1. Introduction
Recently, human action detection has become increasingly important in a variety of industries, such as healthcare for elders. A wide variety of devices for human activity recognition have been proposed, including cameras, wearable devices, lidar, and radar.
Tufek et al. [
1] recognized daily activities using wearable sensors, which were implemented with accelerometers, gyroscopes, and wireless radio frequency modules. A three-layer long short-term memory (LSTM) model with a data balancing algorithm was used on the UCI HAR benchmark dataset, and the ETEXWELD dataset was collected.
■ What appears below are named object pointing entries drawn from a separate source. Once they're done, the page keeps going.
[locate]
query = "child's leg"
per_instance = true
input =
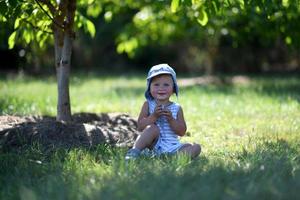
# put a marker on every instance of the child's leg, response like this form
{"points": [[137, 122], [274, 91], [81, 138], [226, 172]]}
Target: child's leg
{"points": [[147, 137], [192, 150]]}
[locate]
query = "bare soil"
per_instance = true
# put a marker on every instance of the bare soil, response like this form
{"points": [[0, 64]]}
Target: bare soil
{"points": [[85, 130]]}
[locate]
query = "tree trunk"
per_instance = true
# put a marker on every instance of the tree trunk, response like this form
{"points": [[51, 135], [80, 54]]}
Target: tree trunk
{"points": [[63, 39]]}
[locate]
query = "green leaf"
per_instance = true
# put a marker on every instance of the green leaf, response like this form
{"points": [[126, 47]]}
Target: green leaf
{"points": [[3, 7], [17, 23], [203, 18], [90, 28], [174, 5], [11, 40]]}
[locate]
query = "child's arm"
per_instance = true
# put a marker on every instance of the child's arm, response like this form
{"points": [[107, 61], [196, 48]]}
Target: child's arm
{"points": [[177, 125], [144, 118]]}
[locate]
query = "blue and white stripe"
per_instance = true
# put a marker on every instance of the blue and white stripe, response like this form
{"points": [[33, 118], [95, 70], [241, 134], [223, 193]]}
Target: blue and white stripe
{"points": [[168, 141]]}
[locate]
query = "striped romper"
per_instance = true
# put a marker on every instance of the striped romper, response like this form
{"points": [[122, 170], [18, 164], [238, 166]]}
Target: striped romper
{"points": [[168, 141]]}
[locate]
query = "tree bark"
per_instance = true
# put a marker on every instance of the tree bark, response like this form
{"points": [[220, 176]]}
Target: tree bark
{"points": [[63, 39]]}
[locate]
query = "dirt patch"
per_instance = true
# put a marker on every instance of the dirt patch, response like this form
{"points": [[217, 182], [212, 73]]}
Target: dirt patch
{"points": [[86, 129]]}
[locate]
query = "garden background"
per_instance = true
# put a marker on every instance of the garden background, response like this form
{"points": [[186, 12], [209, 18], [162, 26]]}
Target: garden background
{"points": [[238, 71]]}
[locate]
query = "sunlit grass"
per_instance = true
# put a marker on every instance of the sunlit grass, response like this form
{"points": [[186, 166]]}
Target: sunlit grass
{"points": [[249, 133]]}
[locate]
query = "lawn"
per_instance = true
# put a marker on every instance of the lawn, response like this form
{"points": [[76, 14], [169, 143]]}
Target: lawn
{"points": [[248, 128]]}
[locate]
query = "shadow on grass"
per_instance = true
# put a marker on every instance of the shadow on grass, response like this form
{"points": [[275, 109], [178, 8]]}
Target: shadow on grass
{"points": [[271, 172]]}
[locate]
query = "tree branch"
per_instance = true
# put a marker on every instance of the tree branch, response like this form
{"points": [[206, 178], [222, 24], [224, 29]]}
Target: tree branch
{"points": [[53, 10], [36, 27]]}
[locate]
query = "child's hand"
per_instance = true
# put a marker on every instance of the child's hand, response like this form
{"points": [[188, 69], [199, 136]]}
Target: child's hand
{"points": [[167, 114], [158, 111]]}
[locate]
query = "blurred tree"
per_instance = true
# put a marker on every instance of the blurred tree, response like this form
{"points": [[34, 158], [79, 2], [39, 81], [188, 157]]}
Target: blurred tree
{"points": [[42, 21]]}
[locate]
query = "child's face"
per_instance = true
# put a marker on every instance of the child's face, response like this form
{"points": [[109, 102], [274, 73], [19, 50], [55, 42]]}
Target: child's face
{"points": [[161, 87]]}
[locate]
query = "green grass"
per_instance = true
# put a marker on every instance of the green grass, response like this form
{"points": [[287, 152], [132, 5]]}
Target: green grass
{"points": [[249, 134]]}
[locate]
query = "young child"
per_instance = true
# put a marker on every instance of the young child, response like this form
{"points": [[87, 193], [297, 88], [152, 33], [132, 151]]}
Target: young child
{"points": [[160, 120]]}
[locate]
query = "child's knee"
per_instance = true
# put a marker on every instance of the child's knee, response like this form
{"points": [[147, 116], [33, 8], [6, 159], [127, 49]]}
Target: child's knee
{"points": [[196, 149], [153, 129]]}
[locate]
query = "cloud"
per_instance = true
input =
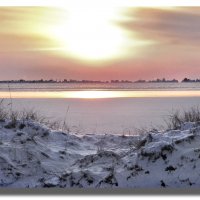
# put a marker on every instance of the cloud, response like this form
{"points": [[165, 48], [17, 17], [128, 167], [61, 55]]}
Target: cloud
{"points": [[175, 26]]}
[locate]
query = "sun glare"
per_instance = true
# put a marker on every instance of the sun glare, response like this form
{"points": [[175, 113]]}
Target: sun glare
{"points": [[89, 31]]}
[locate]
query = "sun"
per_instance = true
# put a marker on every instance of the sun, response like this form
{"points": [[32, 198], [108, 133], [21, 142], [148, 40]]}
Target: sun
{"points": [[88, 31]]}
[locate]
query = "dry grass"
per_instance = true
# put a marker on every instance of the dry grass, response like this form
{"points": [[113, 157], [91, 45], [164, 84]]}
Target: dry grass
{"points": [[178, 118]]}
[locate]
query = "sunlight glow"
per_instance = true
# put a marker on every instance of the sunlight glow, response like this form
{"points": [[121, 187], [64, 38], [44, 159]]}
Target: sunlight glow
{"points": [[100, 94], [88, 31]]}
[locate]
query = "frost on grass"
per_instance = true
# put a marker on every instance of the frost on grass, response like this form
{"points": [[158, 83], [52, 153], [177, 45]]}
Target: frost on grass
{"points": [[33, 155]]}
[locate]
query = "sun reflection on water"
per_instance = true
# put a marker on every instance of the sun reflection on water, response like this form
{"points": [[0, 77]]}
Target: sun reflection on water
{"points": [[97, 94]]}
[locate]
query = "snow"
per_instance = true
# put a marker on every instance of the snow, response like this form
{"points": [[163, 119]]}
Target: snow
{"points": [[33, 155]]}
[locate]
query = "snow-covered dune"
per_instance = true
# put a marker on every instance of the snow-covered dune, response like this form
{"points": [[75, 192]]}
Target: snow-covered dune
{"points": [[32, 155]]}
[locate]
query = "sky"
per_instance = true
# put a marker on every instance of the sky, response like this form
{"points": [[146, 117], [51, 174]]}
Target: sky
{"points": [[99, 40]]}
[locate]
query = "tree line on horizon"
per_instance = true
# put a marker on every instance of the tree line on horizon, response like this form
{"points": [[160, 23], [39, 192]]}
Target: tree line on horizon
{"points": [[163, 80]]}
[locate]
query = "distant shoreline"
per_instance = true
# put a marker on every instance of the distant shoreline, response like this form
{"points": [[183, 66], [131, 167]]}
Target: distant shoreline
{"points": [[163, 80]]}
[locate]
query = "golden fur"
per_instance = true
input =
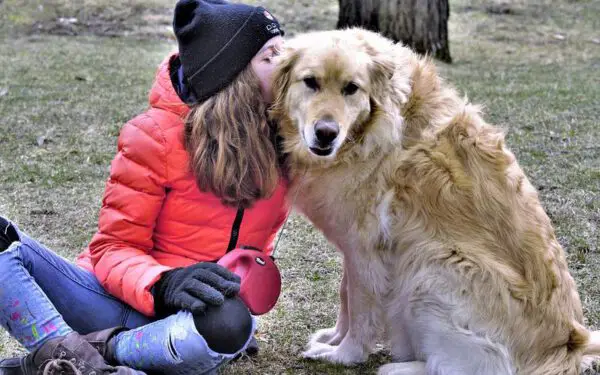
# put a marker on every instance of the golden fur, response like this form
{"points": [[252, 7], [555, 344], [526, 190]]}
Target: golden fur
{"points": [[231, 144], [448, 253]]}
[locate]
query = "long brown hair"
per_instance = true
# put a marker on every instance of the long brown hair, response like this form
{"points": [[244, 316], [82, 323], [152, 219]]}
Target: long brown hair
{"points": [[232, 145]]}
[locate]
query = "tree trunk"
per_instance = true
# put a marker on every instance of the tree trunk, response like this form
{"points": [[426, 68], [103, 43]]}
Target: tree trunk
{"points": [[420, 24]]}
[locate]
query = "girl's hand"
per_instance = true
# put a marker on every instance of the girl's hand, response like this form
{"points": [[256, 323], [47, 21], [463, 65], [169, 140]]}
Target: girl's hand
{"points": [[193, 288]]}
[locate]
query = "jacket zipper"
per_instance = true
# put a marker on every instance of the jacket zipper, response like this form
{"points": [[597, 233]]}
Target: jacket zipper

Although the model achieved high accuracy rates, wearable devices must be worn on body parts, such as the chest, during data collection, which can be quite cumbersome during actual use.
Li et al. [
2] proposed vision-based fall detection methods that worked on recorded videos or real-time video streams. Three algorithmic pipelines for multi-level tasks were designed, where the pipelines consisted of the frame-level algorithm pipeline (FLAP), the sequence-level algorithm pipeline (SLAP), and the video-level algorithm pipeline (VLAP), and each pipeline focused on a different feature representation. For example, for the sequence level fall detection (SLFD) task, the authors proposed a dynamic pose motion (DPM) representation to capture a flexible motion extraction module. However, such approaches that use cameras have the problem of privacy invasion.
Lidar and radar have often been compared in the study of human activity recognition. Luo et al. [
3] proposed using a 2D lidar to recognize human activities by classifying people’s motion trajectories. They used spatial transformation and Gaussian noise for trajectory augmentation. Then, two neural networks, including an LSTM network and a temporal convolutional network (TCN), were used on trajectory samples collected from a kitchen. These two networks outperformed the hidden Markov model (HMM), dynamic time warping (DTW), and support vector machine (SVM) by a wide margin.
Radar has several advantages over lidar. First, it is not strongly affected by weather conditions. The radio waves used in radar have a small degree of absorption, so this technology can work well even under bad weather conditions, whereas lidar is vulnerable to weather, such as fog and snow. Second, miniaturization technology is also more highly developed for radar than for lidar. Therefore, radar has been widely used in the defense field, such as in fighter jets, which must operate even in bad weather.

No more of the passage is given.